Going back to that period, I remember dealing with contrasting feelings. On one side, I felt like my freedom was taken away. On the other side, I slowly understood that I could look at the pandemic as an opportunity to focus on drafting the articles for my PhD dissertation without further distractions. In addition, taking a break from my everyday routine and comparing myself with fellow PhD students who started their journey in the middle of a pandemic emergency made me realize how lucky I was in many different ways.

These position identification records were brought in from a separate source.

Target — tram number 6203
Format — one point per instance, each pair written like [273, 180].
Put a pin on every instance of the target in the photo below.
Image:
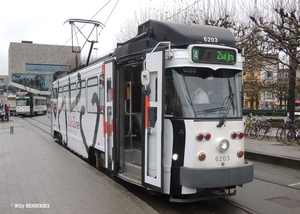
[222, 158]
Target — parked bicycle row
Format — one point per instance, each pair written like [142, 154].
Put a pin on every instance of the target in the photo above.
[257, 127]
[261, 127]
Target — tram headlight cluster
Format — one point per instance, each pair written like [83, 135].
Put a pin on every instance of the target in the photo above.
[200, 136]
[235, 135]
[223, 145]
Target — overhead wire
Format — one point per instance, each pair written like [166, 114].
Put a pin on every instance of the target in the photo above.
[182, 10]
[84, 26]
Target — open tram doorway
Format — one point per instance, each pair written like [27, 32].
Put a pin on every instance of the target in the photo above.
[129, 108]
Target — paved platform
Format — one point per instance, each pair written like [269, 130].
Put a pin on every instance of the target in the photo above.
[38, 176]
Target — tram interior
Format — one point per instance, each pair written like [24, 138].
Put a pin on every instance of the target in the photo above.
[131, 145]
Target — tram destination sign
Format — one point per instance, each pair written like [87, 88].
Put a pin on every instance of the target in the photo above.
[213, 55]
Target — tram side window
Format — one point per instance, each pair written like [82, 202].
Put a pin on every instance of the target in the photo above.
[54, 93]
[81, 89]
[66, 97]
[101, 91]
[92, 95]
[60, 98]
[109, 86]
[73, 96]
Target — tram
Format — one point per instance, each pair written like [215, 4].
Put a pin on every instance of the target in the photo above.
[28, 104]
[132, 111]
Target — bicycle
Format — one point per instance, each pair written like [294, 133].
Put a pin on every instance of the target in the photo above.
[283, 127]
[288, 136]
[265, 128]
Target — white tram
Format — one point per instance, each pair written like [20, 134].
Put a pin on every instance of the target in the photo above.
[133, 114]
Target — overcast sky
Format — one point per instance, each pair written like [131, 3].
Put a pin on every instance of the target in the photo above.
[42, 22]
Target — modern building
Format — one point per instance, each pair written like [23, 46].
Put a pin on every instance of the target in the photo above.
[31, 66]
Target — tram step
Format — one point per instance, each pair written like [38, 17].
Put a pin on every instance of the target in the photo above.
[130, 178]
[133, 168]
[133, 155]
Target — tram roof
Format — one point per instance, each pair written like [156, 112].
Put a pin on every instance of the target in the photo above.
[179, 34]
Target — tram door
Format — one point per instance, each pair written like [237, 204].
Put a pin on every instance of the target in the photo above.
[110, 162]
[152, 137]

For instance, being a qualitative researcher, during the second year of my PhD I have had access to family enterprises and gathered my data through interviews, observations, participation to meetings, events and other personal interactions that are now generally discouraged. It is hard to imagine how the same data collection would have been by using mostly virtual platforms. I therefore admire younger PhD students who decide not to give up and find new and creative ways to gather their data. In addition, some of the best memories of this PhD journey as well as part of my learning process come from the conferences I attended, from the everyday interactions with senior colleagues and other PhD students, and from the incredible experience of visiting an inspiring professor and her institution for three months.
Being aware that not all PhD students, and in particular the ones who started their program during the pandemic, will not be as lucky as I was, I believe that being part of the family business community, which is dedicating an incredible effort in keeping us connected and inspired, play a crucial role in our present and future development.